Data Science Asked by donkey on August 25, 2021
I am looking to calculate the information contained in a neural network. I am also looking to calculate the maximum information contained by any neural network in a certain amount of bits. These two measures should be comparable (as in I can compare whether my current neural network has reached the max or is less than the max and by how much).
Information is relative, so I define it relative to the real a priori distribution of the data that the neural network is trying to estimate.
I have come across Von Neumann entropy which can be applied to a matrix, but because it is not additive I can’t apply it to a series of weight matrices (assuming the weight matrices encode all the information of a neural network).
I found three other papers Entropy-Constrained raining of Deep Neural Networks , Entropy and mutual information in models of deep neural networks and Deep Learning and the Information Bottleneck Principle. The second contains a link to this github repo, but this method requires the activation functions and weight matrices to be known which is not the case for finding the max entropy of any neural network in n bits.
How can I calculate the amount of information contain in/entropy of a neural network?

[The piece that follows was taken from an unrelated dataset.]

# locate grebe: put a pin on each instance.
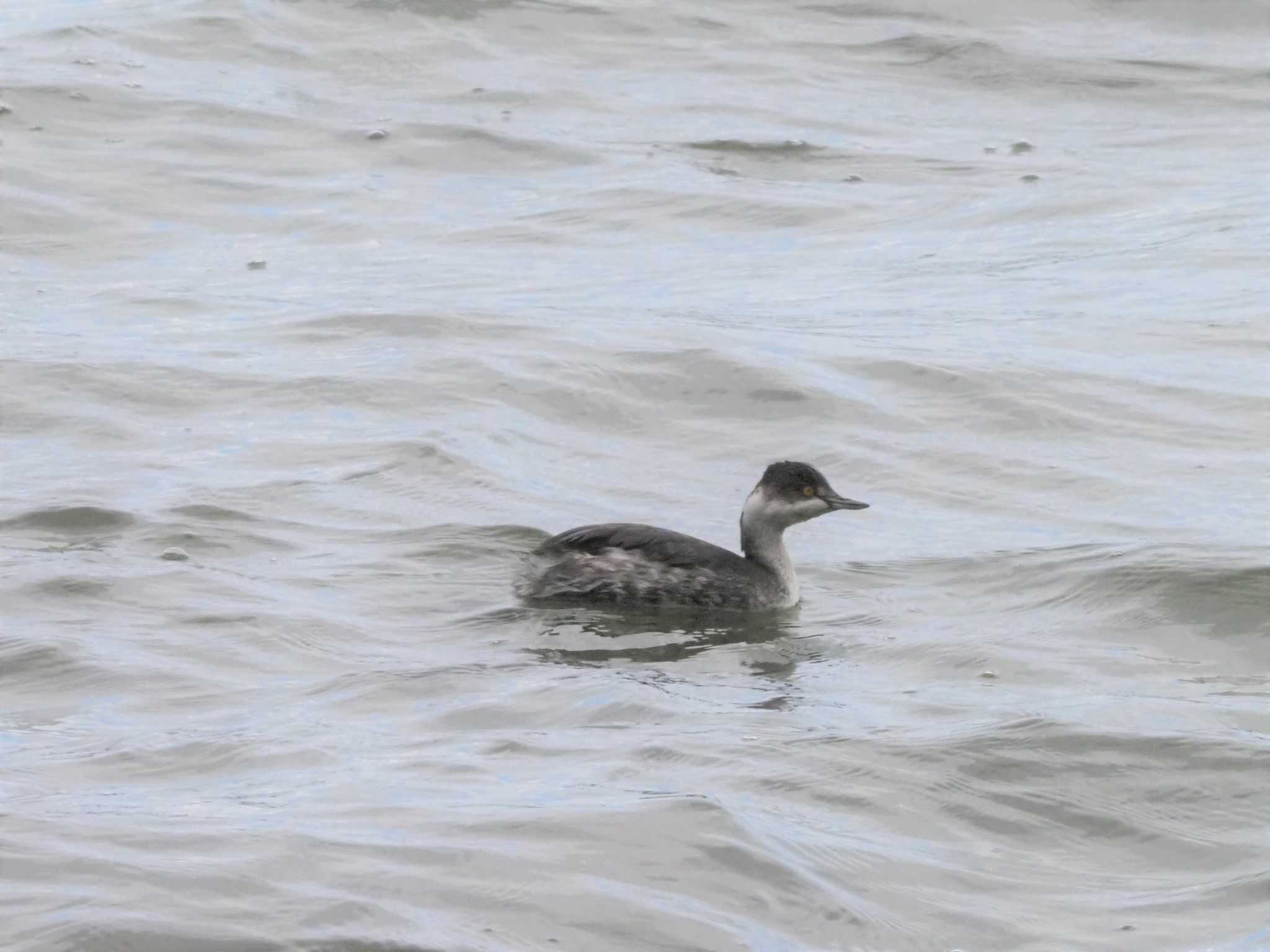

And how can I calculate the same measure for any neural network in n bits?
To start, see Information Theory, Inference, and Learning Algorithms by David J.C. MacKay, starting with chapter 40 for information capacity of a single neuron (two bits per weight) through to at least chapter 42 for Hopfield Networks (fully connected feedback). The classic reference for information of a Hopfield Network is Information Capacity of the Hopfield Model by Abu-Mostafa & St. Jacques, but the textbook should have enough.